I don' t think there are any GOOD firmware engineers who don't have an understanding of the world outside their FPGAs (and, thus, by your definition, they are electronic engineers). Otherwise, they are software engineers.
And I would have to disagree with my esteemed colleague, BradtheRad. Power engineers, HVAC engineers, etc. are NOT electronic engineers; they are electrical engineers. Electronics deals with active components.
You are not the first to consider firmware engineer the guy who develop on FPGAs. To me that is digital design, using FPGAs rather than ASICs. Firmware (as having worked in that field for few time), I always considered to be embedded software, down to register programming. The boundary between software and firmware may vary from person to person, but I never included HDL stuff in this booundary.

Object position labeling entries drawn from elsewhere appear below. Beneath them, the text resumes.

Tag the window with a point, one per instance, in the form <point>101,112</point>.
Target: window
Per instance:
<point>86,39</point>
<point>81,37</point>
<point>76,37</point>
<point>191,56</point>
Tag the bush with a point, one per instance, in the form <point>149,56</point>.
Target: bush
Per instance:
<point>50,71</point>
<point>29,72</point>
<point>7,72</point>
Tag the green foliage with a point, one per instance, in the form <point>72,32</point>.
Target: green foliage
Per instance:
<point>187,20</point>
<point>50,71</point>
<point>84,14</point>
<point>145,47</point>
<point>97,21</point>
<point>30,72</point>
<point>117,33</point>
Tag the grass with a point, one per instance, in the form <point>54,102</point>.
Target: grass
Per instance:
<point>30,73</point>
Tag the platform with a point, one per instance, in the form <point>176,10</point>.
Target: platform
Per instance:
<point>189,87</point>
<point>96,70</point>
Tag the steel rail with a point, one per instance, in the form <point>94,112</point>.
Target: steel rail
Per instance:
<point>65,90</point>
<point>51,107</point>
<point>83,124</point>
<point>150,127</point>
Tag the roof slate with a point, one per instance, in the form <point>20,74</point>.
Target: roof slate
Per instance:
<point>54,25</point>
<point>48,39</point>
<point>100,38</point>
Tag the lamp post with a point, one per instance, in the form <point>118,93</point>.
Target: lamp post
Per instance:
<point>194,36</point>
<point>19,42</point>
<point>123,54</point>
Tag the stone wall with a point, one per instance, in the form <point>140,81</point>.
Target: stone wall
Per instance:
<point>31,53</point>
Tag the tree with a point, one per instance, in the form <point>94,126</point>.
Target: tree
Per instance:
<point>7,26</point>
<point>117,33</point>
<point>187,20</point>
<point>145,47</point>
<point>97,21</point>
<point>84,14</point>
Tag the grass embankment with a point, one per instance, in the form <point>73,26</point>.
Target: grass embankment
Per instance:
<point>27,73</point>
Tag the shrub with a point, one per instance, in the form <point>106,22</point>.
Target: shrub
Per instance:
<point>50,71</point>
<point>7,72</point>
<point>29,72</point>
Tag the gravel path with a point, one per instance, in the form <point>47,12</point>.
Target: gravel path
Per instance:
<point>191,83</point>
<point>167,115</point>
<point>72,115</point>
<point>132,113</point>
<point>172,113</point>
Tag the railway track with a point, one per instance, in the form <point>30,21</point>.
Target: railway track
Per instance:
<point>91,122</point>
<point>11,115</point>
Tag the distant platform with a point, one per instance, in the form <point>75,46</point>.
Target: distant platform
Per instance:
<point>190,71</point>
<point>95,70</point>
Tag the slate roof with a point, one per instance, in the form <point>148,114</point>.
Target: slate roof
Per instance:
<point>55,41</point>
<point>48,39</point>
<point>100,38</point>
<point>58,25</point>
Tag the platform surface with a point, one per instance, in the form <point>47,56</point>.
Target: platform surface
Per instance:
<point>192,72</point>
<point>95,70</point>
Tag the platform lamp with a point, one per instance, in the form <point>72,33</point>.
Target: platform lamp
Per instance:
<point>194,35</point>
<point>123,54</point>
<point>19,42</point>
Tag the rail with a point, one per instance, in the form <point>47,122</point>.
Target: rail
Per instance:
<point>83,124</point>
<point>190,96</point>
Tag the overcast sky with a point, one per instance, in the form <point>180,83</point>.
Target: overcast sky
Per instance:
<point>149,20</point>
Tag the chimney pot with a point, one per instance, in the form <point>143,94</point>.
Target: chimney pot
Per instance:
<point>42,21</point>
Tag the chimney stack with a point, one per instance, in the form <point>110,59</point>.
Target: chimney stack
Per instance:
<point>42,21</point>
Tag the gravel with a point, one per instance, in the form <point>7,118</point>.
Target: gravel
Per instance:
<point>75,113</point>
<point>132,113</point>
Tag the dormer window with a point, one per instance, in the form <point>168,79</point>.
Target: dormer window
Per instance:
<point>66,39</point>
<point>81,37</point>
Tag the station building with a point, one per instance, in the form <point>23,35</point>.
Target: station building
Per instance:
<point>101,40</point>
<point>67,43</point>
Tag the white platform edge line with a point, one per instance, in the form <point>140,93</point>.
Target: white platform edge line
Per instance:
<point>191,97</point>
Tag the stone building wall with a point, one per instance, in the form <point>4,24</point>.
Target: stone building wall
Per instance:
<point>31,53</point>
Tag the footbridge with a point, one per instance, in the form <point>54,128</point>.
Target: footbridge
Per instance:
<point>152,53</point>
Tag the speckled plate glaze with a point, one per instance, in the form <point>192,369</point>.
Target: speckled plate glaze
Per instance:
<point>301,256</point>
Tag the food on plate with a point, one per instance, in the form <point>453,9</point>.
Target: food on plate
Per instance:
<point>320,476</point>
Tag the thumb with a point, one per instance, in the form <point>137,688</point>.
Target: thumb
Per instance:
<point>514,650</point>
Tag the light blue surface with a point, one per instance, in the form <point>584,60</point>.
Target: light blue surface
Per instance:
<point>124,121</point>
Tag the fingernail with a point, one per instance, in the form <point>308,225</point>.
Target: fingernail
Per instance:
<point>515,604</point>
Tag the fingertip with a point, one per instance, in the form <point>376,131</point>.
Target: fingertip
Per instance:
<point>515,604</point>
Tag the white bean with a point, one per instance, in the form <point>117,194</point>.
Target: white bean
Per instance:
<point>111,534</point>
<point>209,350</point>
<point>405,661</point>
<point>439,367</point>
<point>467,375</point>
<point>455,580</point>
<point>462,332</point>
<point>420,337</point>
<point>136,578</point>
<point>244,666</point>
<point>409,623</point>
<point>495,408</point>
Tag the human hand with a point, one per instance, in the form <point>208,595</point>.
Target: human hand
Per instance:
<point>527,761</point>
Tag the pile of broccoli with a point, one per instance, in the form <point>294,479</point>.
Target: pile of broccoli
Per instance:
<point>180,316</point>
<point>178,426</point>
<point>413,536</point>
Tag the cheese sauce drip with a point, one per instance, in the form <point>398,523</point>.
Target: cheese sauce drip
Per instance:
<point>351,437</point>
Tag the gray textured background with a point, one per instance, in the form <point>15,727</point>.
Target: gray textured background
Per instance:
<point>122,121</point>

There is a lot of crossover between ASIC design and Firmware design. The HDL is pretty similar, but the layout is different. You have more liberties with ASIC in positioning logic, whereas FPGA resources are fixed. This can cause timing issues you might not see in ASIC as you have more control of the place and route. If you can write HDL for FPGAs, you can write HDL for ASICs. There is little in common with software.
I would not call this firmware, since I see the term firmware mainly for embedded software, i.e. C/C++, not for HDL.
Despite of different design methodologies used and principle distinction between programming and hardware description language, it's quite common to talk of microcontroller and FPGA firmware, both developed in the software design team.